Evaluating the Effectiveness of the Safe at Home Program

The goals of the pilot RCT examining the potential effectiveness of the Safe at Home program in DRC are to:

1. Determine the potential effectiveness of Safe at Home program on improvements of family functioning and secondary outcomes of reductions in intimate partner violence and child maltreatment
2. Determine the potential effectiveness of the Safe at Home program on changes in pathway outcomes such as attitudes towards harsh discipline, gender attitudes, power-sharing, positive parenting practices, etc.

Study Overview

• Status: Completed
• Conditions: Child Abuse; Domestic Violence; Family Functioning
• Intervention / Treatment: Behavioral: Safe at Home

Detailed Description

For the pilot RTC, quantitative data will be collected from up to 420 individuals participating in the Safe at Home program in the North Kivu, DRC. The 420 individuals comprising the study population will be 210 couples, of which both the male and female partners will be asked to participate in the study. After baseline data collection is completed, within each of the four sites where the program will occur in North Kivu, DRC, two groups of couples will be formed (n=8 groups total). Each group will be formed based on geographical proximity and will mirror real-life implementation of the program and ensure high fidelity to program design and limit contamination or spillover of Safe at Home to the control groups. Groups will then be randomized to receive Safe at Home in Cycle 1 or be waitlisted to receive Safe at Home in Cycle 2. After randomization is completed the Cycle 1 programming will commence. Following a waiting period of 3 months after the program ends, the endline survey will be administered. Subsequently Cycle 2 cohort will receive programming.

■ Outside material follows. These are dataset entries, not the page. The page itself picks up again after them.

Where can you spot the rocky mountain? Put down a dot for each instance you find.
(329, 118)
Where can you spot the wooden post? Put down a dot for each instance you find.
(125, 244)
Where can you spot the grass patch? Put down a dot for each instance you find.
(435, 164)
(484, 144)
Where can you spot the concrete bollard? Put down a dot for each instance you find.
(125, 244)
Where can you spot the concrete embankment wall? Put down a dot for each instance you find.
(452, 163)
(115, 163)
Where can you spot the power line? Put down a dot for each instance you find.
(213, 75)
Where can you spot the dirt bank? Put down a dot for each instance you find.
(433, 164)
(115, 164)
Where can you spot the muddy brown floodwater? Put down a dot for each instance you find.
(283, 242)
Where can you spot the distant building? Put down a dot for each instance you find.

• Study Type: Interventional
• Enrollment (Actual): 404
• Phase: Not Applicable

Contacts and Locations

Study Locations

• United States
  • New York
    • New York, New York, United States, 10168
      • International Rescue Committee

Participation Criteria

Eligibility Criteria

• Ages Eligible for Study: 18 years and older (Adult, Older Adult)
• Accepts Healthy Volunteers: No
• Genders Eligible for Study: All

Description

Inclusion Criteria:

• 18 years of age or older
• registered for the Safe at Home program
• living with intimate partner who is also registered for the program and at least one child aged 6-12
• speaker of Swahili, Kinyarwanda, or French

Exclusion criteria includes:

• < 18 years of age
• being of a polygamous household
• not registered for program
• obvious mental, or cognitive, or communication difficulties.

Study Plan

How is the study designed?

Design Details

• Primary Purpose: Prevention
• Allocation: Randomized
• Interventional Model: Parallel Assignment
• Masking: None (Open Label)

Number of Arms

2

Arms and Interventions

Participant Group / Arm	Intervention / Treatment
Experimental: Safe at Home Cycle 1; The experimental arm will receive the Safe at Home program which is a community-based discussion group series aiming to prevent and respond to intimate partner violence and child maltreatment in conflict-affected communities. It includes once weekly, single-sex discussion groups with coupled men and women and once monthly family discussion groups with couples and children. During the weekly sessions men and women reflect critically and engage in dialogue related to gender, power, and privilege, learn about the causes and consequence of violence against women and children and gain skills in stress management, psychosocial support and positive parenting strategies. Family sessions focus on improving relationship quality and shared decision-making among partners and participation of children in family decision-making.	Behavioral: Safe at Home; Discussion-based intervention
No Intervention: Safe at Home Cycle 2; During the period of the study, this group will not receive an intervention. Rather, this arm will receive the Safe at Home program after endline data collection is completed for a waitlisted group.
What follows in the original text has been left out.